Over the span of my academic career, I have taken nearly a dozen courses online. As an adult, I chose online courses over face-to-face courses because of the demands for my time – professional and personal. Online learning provided me the ability to “do it all” and I was grateful for it. I still take courses online – and for the same reasons.
However, there are stark differences between the online classes I enjoy and the classes I can’t wait to end. Here are the reasons why:
- Rules of the Road. As a student, I want to be told what is expected of me right away. Give me an overview of the expectations for the course and, if you want, establish weekly benchmarks, but please establish the ‘rules of the road’ immediately. Although I am a working adult and manage a busy schedule, I also expect to be able to be successful in class. Confusion and lack of communication makes it impossible to succeed. If I do not know the ‘rules of road,’ I cannot follow them. For example, I had a professor who was “trying out” a new grading system. By mid-semester, he hadn’t yet informed us about the grading system or shared with us any feedback about our work. When I inquired about my performance, I was told: “Don’t worry. If you were in jeopardy, I would have reached out to you by now.” As hard as it is to believe, this is a true story. In fact, this was my first online class ever. Lucky, I tried another online class after that mess.
- Too little too late. Feedback is a critical element in the learning process. Only then can a student attempt to do better on assignments in the future. For example, I received feedback from a video professor two weeks after a project was turned in. However, in the time it took to receive feedback in those two weeks, I had turned in two completed video assignments and had completed shooting a third. The feedback I received indicated that I should shoot from a different angle. This meant that the two assignments I had already turned in were going to be downgraded because I didn’t receive the professors critique soon enough to be able to incorporate it into my work and the third project would have to be reshot.
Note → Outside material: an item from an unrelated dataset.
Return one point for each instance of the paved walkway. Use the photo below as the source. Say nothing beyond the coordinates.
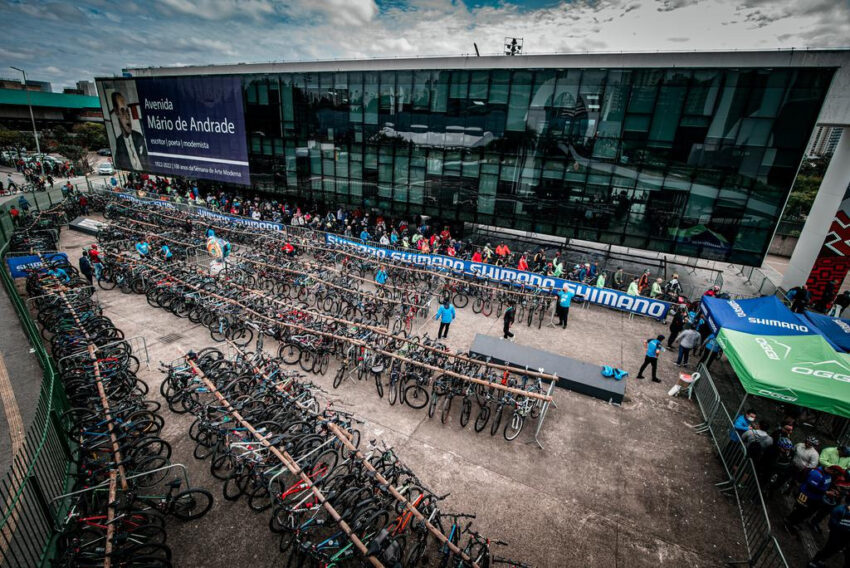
(20, 393)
- Me, Myself, and I. Online coursework and independent study are not the same. The most engaging, interesting and enjoyable courses have carefully constructed interactions between students as a part of curriculum activities. For me, isolation isn’t an effective learning tool. Students learn from other students online too! Courses should require student-student interaction and student-faculty interaction – frequently.
- Give me something to talk about. On the other hand, I’ve been in courses where there are a lot of “discussion board” assignments that don’t require peer interaction and the discussion questions are ho-hum. This doesn’t count as student engagement. Interaction should be thoughtfully designed by the professor and thought provoking for the student. Unfortunately, I have had several professors who use the discussion assignments to check to see if we did the reading. This is called busy work, even online. The discussion questions should incorporate the reading, but challenge students to think critically too.
- I don’t own a crystal ball. One of my biggest pet peeves as an online student is when a professor doesn’t use the correct terminology for course tools or activities. It is confusing and frustrating to have to try to decipher what the professor means, rather than taking his/her word. For example, I had a professor who used the term “blog” and “wiki” interchangeably. However, these are different tools – not the same thing.
It takes a great deal of energy and effort to build an online course that is interesting and engaging. So, pay careful attention to these types of elements that greatly impact the learner experience as you ready online courses for the fall semester.